Further, it is possible to produce a deflection coil having a fixed-coil characteristic.

Additionally, since the accuracy of the winding distribution is increased, it is possible to eliminate the need for providing a complicated correction circuit or performing difficult adjusting work.

Claims

1. A coil winding machine comprising:

bobbin holding means for holding a coil bobbin, the coil bobbin including an inner peripheral surface defining a central bore and two end portions with each end portion having a circumferential guide groove formed therein, each end portion defining a respective opening into the central bore;

a nozzle for feeding out a conducting wire for a deflection coil, said nozzle being movable along and through the central bore of said coil bobbin in a center axis direction of said coil bobbin held by said bobbin holding means; and

a winding guide having at least one winding guide member formed with a tip portion and movable in and out of said circumferential guide groove of said coil bobbin and having a recess forming a stepped portion wherein, when the nozzle moves in the center axis direction outwardly through the opening from the central bore, the stepped portion captures the conducting wire in the recess and, when the nozzle moves in the center axis direction through the opening and into the central bore, the conducting wire is released from the recess.

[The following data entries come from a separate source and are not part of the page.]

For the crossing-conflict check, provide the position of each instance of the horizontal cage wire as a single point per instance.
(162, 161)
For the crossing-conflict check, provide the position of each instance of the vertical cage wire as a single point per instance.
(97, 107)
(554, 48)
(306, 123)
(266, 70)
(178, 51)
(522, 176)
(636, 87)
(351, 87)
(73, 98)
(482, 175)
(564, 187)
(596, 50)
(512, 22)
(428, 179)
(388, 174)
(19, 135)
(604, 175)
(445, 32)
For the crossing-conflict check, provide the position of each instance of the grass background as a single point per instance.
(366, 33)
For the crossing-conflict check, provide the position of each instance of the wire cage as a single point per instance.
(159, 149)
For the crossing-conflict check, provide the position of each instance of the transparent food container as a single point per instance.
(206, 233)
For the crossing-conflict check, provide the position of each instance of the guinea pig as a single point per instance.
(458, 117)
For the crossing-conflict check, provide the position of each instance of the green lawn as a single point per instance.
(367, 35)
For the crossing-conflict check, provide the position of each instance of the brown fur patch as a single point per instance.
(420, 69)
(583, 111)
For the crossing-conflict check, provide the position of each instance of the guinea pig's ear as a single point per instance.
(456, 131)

2. A coil winding machine according to claim 1, wherein said winding guide includes two winding guide members being configured independently from each other, respective ones of the winding guide members being disposed adjacent the openings.

3. A coil winding machine according to claim 1, wherein said stepped portion and said guide portion of said at least one winding guide member are connected to each other via a rounded corner portion.

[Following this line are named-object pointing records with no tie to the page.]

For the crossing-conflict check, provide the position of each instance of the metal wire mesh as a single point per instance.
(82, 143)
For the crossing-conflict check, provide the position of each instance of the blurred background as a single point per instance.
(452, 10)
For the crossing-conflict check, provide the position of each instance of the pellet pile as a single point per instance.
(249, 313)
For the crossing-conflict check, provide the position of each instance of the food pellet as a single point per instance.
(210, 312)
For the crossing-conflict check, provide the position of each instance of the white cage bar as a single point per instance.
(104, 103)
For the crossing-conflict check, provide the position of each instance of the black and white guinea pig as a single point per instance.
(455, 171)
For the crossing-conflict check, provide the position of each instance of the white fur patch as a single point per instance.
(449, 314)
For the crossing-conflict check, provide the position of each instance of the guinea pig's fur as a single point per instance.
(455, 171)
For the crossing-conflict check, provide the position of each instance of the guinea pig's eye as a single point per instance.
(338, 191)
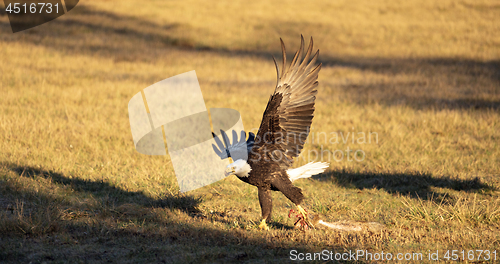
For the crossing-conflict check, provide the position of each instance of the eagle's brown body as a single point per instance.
(284, 129)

4. A coil winding machine according to claim 1, wherein the winding guide includes a guide portion for restricting a feeding position of said conducting wire released from the recess.

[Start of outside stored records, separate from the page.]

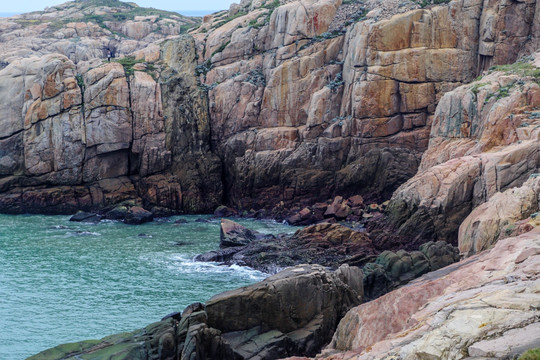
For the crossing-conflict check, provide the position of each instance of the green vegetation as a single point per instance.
(127, 11)
(533, 354)
(476, 87)
(221, 48)
(336, 83)
(272, 5)
(229, 18)
(503, 92)
(128, 62)
(520, 68)
(356, 18)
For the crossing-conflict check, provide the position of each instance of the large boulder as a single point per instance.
(326, 244)
(483, 141)
(471, 308)
(489, 222)
(266, 321)
(233, 234)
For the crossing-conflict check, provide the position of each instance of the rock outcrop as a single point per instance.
(275, 104)
(249, 323)
(327, 244)
(301, 114)
(72, 141)
(484, 140)
(472, 309)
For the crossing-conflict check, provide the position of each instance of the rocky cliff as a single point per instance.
(272, 104)
(279, 104)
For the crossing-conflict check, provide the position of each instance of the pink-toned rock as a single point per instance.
(448, 313)
(482, 142)
(485, 225)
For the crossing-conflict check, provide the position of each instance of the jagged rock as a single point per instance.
(137, 215)
(393, 269)
(484, 226)
(452, 312)
(233, 234)
(305, 217)
(253, 326)
(224, 211)
(82, 216)
(118, 213)
(338, 209)
(327, 244)
(240, 324)
(483, 142)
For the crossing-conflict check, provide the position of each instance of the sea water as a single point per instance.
(62, 281)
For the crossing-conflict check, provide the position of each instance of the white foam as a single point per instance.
(185, 265)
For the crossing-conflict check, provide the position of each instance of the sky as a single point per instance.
(23, 6)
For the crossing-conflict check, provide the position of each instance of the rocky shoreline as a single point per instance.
(404, 136)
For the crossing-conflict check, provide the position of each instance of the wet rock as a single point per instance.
(137, 215)
(174, 315)
(224, 211)
(393, 269)
(118, 213)
(326, 244)
(233, 234)
(82, 216)
(299, 328)
(338, 209)
(305, 217)
(476, 307)
(246, 323)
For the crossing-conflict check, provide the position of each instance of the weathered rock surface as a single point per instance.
(392, 269)
(247, 323)
(327, 244)
(339, 113)
(472, 308)
(275, 104)
(89, 141)
(497, 218)
(484, 140)
(233, 234)
(85, 31)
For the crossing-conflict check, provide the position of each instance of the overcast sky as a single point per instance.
(172, 5)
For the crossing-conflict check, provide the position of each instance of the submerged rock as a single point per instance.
(233, 234)
(137, 215)
(326, 244)
(248, 323)
(83, 216)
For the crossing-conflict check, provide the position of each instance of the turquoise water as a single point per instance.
(63, 282)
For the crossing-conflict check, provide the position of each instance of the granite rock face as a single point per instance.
(273, 104)
(87, 141)
(474, 308)
(302, 119)
(484, 141)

5. A method of producing a deflection coil by using a coil winding machine, said coil winding machine including: bobbin holding means for holding a coil bobbin, the coil bobbin including an inner peripheral surface defining a central bore and two end portions with each end portion having a circumferential guide groove, formed therein, each end portion defining a respective opening into the central bore; a nozzle for feeding out a conducting wire for a deflection coil, said nozzle being movable along and through the central bore of said coil bobbin in a center axis direction of said coil bobbin held by said bobbin holding means; and a winding guide having at least one winding guide member formed with a tip portion and movable in and out of said circumferential guide groove of said coil bobbin and having a recess forming a stepped portion wherein, when the nozzle moves in the center axis direction outwardly through the opening from the central bore, the stepped portion captures the conducting wire in the recess and, when the nozzle moves in the center axis direction through the opening and into the central bore, the conducting wire is released from the recess; said method comprising the steps of:

engaging said conducting wire fed out of said nozzle with the recess formed by the stepped portion of said winding guide when the nozzle moves in the central axis direction outwardly from the central bore and simultaneously winding said conducting wire in the circumferential guide groove of said coil bobbin; and

releasing said conducting wire from the recess of said winding guide by moving the tip portion of said winding guide in the circumferential guide groove of said coil bobbin and moving said nozzle from one opening to the other opening of said coil bobbin in the center axis direction of said coil bobbin.